There was no reply save another faint shift of the rickety stair. Dust cascaded from above, sifting into Widdershins's hair, tickling her nose. Only several heavy gasps prevented a sneeze that might have brought down the entire contraption.
“Olgun?” Little more than a whisper, this time, for fear that even so tiny a sound might have deadly repercussions.
Then, accompanied by a burst of silent laughter, Widdershins sensed the familiar pins-and-needles in the air, felt the decaying wood shore up beneath her feet and her ever-tightening grip.
“Oh, very funny, Olgun!” she growled, face inflamed at the laughter that sounded around her soul. “Hysterical, even.”
The mischievous deity continued to chortle.
“When you're through entertaining yourself,” Widdershins told him haughtily, “we can just be on our way.”
It took a moment more for the god to get a hold of himself-a long moment during which Widdershins stared irritably upward at the constellations not washed out by the light of the moon or hidden by long streaks of cloud. We’ll probably have rain by morning, she noted absently.

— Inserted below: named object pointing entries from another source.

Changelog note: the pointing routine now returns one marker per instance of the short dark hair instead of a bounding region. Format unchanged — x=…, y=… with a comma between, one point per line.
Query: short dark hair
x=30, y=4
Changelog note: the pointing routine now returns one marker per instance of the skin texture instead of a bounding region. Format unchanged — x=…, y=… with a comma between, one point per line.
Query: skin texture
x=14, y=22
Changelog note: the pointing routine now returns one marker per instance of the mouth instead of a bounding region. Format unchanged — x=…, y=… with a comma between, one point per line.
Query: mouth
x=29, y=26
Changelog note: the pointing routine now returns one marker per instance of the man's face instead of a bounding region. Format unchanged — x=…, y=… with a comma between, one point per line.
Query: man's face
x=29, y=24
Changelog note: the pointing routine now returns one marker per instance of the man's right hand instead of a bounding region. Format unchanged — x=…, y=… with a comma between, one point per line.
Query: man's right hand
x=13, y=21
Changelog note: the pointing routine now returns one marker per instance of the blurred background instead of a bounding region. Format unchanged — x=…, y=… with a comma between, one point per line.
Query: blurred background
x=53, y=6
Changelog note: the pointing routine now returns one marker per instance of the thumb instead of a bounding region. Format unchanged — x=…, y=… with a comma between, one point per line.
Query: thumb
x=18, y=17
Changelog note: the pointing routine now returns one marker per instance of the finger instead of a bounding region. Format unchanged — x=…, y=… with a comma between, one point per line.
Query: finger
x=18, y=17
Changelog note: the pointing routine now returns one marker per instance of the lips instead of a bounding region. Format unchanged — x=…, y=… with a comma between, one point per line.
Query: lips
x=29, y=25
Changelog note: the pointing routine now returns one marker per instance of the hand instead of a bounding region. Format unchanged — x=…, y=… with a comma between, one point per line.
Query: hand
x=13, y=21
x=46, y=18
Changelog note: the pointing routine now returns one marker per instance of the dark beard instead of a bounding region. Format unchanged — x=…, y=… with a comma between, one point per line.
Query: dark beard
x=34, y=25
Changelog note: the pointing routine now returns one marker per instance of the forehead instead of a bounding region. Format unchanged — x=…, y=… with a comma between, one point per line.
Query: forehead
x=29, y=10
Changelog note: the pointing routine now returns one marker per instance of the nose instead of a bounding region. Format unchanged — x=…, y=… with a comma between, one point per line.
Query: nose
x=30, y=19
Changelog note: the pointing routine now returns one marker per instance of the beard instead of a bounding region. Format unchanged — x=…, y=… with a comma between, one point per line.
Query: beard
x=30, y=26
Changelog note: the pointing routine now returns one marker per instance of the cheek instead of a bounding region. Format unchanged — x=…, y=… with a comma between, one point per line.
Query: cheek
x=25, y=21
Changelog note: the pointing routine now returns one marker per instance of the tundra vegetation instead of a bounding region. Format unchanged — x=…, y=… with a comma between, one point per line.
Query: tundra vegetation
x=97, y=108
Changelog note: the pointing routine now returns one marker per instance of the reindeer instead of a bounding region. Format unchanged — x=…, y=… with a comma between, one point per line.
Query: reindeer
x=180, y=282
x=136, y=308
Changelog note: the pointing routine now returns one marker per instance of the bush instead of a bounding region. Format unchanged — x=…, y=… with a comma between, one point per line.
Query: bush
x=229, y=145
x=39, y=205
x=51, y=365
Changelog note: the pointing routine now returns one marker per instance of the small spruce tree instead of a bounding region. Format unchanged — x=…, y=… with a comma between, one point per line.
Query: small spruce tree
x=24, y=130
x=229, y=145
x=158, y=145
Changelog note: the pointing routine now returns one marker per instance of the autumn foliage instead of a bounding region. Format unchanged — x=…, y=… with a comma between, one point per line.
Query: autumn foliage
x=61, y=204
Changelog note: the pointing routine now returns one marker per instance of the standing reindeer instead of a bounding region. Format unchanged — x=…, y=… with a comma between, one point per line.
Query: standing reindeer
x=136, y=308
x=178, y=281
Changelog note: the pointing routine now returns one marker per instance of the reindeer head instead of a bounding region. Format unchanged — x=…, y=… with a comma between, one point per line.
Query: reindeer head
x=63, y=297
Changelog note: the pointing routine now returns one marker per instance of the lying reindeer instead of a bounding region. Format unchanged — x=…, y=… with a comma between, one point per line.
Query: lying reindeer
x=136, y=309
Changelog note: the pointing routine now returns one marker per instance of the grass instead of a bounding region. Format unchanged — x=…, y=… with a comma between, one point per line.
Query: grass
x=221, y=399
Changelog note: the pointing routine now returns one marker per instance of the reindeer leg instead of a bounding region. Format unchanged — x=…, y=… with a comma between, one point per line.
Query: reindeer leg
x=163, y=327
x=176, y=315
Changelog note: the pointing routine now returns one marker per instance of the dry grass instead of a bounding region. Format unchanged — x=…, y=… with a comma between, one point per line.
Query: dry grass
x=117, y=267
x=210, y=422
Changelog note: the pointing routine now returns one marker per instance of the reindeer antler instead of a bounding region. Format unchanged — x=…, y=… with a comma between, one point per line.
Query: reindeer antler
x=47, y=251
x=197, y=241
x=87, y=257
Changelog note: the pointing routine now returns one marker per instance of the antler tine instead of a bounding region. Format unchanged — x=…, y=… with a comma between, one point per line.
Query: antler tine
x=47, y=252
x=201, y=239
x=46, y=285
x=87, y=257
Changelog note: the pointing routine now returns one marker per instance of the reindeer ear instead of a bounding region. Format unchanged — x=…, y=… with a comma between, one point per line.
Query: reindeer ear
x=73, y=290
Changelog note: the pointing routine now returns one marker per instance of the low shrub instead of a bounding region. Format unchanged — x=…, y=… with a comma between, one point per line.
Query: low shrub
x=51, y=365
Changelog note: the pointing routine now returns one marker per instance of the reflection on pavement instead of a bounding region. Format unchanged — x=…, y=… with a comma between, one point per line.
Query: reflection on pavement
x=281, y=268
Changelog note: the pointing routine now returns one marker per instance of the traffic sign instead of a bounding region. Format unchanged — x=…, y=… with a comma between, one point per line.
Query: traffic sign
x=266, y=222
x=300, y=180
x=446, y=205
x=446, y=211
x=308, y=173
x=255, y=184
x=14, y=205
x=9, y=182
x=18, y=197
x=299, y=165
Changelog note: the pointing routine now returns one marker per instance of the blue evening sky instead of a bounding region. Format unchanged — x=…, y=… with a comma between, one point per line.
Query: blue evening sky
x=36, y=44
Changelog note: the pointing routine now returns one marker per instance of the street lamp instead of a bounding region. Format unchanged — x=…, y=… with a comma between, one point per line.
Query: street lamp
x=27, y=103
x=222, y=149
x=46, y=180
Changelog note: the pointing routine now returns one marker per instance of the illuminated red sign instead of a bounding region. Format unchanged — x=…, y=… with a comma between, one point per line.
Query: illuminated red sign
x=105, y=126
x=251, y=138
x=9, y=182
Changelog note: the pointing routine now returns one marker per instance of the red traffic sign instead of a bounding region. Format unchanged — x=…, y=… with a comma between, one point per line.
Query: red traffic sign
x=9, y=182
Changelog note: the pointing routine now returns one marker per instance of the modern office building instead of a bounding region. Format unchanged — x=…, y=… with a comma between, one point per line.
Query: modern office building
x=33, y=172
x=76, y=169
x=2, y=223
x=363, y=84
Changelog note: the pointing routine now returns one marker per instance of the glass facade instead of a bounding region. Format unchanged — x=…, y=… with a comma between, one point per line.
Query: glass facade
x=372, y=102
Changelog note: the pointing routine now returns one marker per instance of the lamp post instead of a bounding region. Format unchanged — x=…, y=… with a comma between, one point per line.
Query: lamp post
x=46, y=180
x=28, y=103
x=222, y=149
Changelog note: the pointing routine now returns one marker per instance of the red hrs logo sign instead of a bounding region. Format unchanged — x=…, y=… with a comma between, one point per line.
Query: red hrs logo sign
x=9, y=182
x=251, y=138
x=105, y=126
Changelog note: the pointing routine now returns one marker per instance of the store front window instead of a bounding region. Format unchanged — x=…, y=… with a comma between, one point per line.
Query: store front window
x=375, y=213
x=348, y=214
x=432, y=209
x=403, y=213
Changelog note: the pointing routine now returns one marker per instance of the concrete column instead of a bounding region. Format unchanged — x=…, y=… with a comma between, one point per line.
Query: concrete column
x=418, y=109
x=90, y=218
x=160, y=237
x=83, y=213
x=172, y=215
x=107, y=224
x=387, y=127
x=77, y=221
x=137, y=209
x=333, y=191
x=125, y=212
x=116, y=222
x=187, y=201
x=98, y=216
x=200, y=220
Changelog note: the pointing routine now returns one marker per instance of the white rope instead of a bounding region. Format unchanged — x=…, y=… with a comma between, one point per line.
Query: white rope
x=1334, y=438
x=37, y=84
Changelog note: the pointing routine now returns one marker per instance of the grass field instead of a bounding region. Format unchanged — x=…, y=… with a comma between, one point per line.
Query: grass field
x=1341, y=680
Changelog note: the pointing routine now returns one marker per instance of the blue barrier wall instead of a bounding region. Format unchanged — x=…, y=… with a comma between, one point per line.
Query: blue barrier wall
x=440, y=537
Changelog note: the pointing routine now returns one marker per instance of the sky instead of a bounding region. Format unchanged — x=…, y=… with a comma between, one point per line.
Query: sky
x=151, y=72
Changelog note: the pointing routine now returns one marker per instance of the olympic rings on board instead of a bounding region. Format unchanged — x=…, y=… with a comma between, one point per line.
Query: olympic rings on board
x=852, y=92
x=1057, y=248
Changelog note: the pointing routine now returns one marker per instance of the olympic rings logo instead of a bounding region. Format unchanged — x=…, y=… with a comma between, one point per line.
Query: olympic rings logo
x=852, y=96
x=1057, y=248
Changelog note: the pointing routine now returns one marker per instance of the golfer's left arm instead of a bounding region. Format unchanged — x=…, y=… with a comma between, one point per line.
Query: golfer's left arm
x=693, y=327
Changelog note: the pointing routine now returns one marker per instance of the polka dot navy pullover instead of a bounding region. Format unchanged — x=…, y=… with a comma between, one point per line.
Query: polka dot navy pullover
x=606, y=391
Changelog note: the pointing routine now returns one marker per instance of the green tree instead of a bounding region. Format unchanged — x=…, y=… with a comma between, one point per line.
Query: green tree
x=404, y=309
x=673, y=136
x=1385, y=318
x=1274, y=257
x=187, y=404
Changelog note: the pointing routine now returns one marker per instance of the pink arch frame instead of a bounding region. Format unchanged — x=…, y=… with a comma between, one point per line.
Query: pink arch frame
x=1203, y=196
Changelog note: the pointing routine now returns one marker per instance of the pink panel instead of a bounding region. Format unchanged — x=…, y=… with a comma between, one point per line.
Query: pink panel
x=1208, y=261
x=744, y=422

Finally, Olgun decided the joke was over, and they continued up the now steady stairs.
Widdershins halted at the top floor, not beside the door but at the right-most edge of the tiny landing. Fingers expertly found the cracks and crevices in the wall, feet sliding easily into the gaps that were, to her, as good as carved steps. Scuttling sideways, sure-footed as a spider, she passed over several windows, stopping finally at the fourth. She flipped a well-concealed catch on the pane, lifted the window, and slipped inside, all as silently as the moonlight pooling thickly on the floor.